Sebastian HartmannSPD - Änderung des Bundeswahlgesetzes
Sehr geehrte Frau Präsidentin! Meine sehr geehrten Damen und Herren! Die Wahlkreisneueinteilung ist eine seit Jahrzehnten geübte Praxis in diesem Hohen Haus. Es ist nicht unüblich, dass Bevölkerungsteile sich innerhalb des Bundesgebietes neu sortieren. Manche Landkreise wachsen, manche schrumpfen, und von Zeit zu Zeit muss entlang der gesetzlichen Vorgaben überprüft werden, wie sich diese Bevölkerungszahlen entwickelt haben. Das geschieht nach mathematisch genau festgelegten Verfahren, und es gibt Stichtage.
Nun hat sich ergeben, dass in Sachsen-Anhalt die Bevölkerungszahl so weit gesunken ist, dass hier ein Wahlkreis zu streichen ist, und der Freistaat Bayern einen solchen Wahlkreis hinzunehmen soll. Wir stimmen nachher namentlich darüber ab. Es handelt sich hier tatsächlich nur um zwei Wahlkreise, was wir so in den vergangenen Wahlperioden gar nicht kannten.
Es war immer Usus, dass das hier gemacht wird. Es gibt aber eine Besonderheit: Die sprachlichen Entgleisungen von Merz und Dobrindt, die sogar von „Wahlrechtsmanipulationen“ sprechen, haben Gift in diese Debatte gebracht.
(Beifall bei der SPD sowie bei Abgeordneten des BÜNDNISSES 90/DIE GRÜNEN und der FDP)
Deswegen, liebe Mitbürgerinnen und Mitbürger, muss man mit den Falschbehauptungen, die hier seitens der Union aufgestellt worden sind, deutlich aufräumen.
Zunächst wird jetzt behauptet, dass es durch die Änderungen, die wir dann im Freistaat Bayern vornehmen, im Bereich Augsburg, zu einer hohen negativen Abweichung vom Bevölkerungsschnitt kommen würde. – Ja, es ist richtig, dass bislang die Abweichung von der durchschnittlichen Bevölkerungszahl in einem Wahlkreis nicht mehr als 25 Prozent nach oben und nach unten ausmachen durfte.

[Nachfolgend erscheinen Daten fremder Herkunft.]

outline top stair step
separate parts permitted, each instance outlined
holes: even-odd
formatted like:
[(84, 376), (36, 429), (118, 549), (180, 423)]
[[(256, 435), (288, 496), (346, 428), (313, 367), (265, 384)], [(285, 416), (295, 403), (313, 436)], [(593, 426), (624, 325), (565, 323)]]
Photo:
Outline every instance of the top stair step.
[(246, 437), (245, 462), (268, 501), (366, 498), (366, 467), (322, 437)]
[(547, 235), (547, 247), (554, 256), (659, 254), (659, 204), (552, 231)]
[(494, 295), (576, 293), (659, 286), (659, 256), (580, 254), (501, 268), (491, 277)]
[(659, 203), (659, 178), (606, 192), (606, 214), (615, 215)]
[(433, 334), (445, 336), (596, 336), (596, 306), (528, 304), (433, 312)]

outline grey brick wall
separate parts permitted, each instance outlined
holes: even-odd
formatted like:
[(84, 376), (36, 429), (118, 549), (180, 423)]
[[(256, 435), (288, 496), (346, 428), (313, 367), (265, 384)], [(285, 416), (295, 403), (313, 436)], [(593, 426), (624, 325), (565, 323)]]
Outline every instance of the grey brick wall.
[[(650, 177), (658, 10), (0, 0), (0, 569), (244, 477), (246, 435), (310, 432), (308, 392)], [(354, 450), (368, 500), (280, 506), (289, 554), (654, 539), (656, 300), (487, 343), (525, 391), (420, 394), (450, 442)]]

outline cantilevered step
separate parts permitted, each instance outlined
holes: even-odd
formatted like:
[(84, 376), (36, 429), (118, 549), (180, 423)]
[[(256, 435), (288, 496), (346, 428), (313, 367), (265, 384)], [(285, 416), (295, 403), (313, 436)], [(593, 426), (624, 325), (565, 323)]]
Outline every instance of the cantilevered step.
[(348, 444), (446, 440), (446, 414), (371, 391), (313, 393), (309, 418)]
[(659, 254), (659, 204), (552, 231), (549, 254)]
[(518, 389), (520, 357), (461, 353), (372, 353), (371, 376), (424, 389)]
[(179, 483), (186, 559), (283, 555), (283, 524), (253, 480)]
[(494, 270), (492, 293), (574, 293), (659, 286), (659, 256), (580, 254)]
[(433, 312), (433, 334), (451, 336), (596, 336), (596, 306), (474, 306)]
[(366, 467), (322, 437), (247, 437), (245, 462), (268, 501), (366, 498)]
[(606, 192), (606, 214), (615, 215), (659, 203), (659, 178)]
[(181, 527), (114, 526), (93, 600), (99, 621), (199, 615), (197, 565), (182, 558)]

Das bedeutet, dass man zwischen circa 180 000 und circa 300 000 Menschen in einem Wahlkreis hat.
Das ist doch ein Argument für unser neues Wahlrecht. Wir haben nämlich die erlaubte Abweichung auf nur 15 Prozent reduziert und werden dafür sorgen, dass die Wahlkreisgrößen nicht mehr so stark vom Durchschnitt abweichen. – Das ist also ein Argument für das neue Wahlrecht der Ampelkoalition, meine Damen und Herren.
(Beifall bei der SPD, dem BÜNDNIS 90/DIE GRÜNEN und der FDP)
Die zweite Falschbehauptung der Union ist, dass wir den Freistaat Bayern nicht in die Beratungen einbezogen hätten. Hierzu muss man aber Folgendes wissen – und das sage ich als Sozialdemokrat auch sehr selbstkritisch –: Die letzte Große Koalition hat tatsächlich gegen den Willen der damaligen Opposition aus FDP und Grünen durchgesetzt, dass die Zahl der Wahlkreise von 299 auf 280 sinkt. 19 Wahlkreise sollten gestrichen werden – 19-mal weniger Wahlmöglichkeiten für die Bürgerinnen und Bürger. Auf dieser Basis hat die unabhängige Wahlkreiskommission geurteilt und entschieden: Es gibt 19 Wahlkreise weniger, also 280 Wahlkreise.
Das war aber nur in einem Teil dieses jetzigen Gesetzgebungsverfahrens anwendbar, nämlich im Falle von Sachsen-Anhalt. Und da hat die Kommission gesagt: Dieser eine Wahlkreis 71 in Sachsen-Anhalt ist zu streichen. – Da ist dieser Vorschlag eins zu eins aufgegriffen worden.
Wir in der Ampel haben aber geurteilt und gesagt: 299 Wahlkreise soll es zukünftig weiter geben. Das ist auch geübte Praxis in Deutschland. Wir wollen keine Wahlkreise streichen, sondern Kontinuität wahren.
Nun standen wir vor der Herausforderung, zu definieren: Wo kann denn der neue Wahlkreis in Bayern hinzukommen? Wir haben die Region Augsburg – Augsburg-Land und Augsburg-Stadt –, in der die Wahlkreisgrößen ohnehin um mehr als die nach dem alten Wahlrecht zulässigen 25 Prozent von der Durchschnittsgröße abweichen. Deshalb soll in diesem Regierungsbezirk Schwaben dieser eine Wahlkreis neu hinzukommen.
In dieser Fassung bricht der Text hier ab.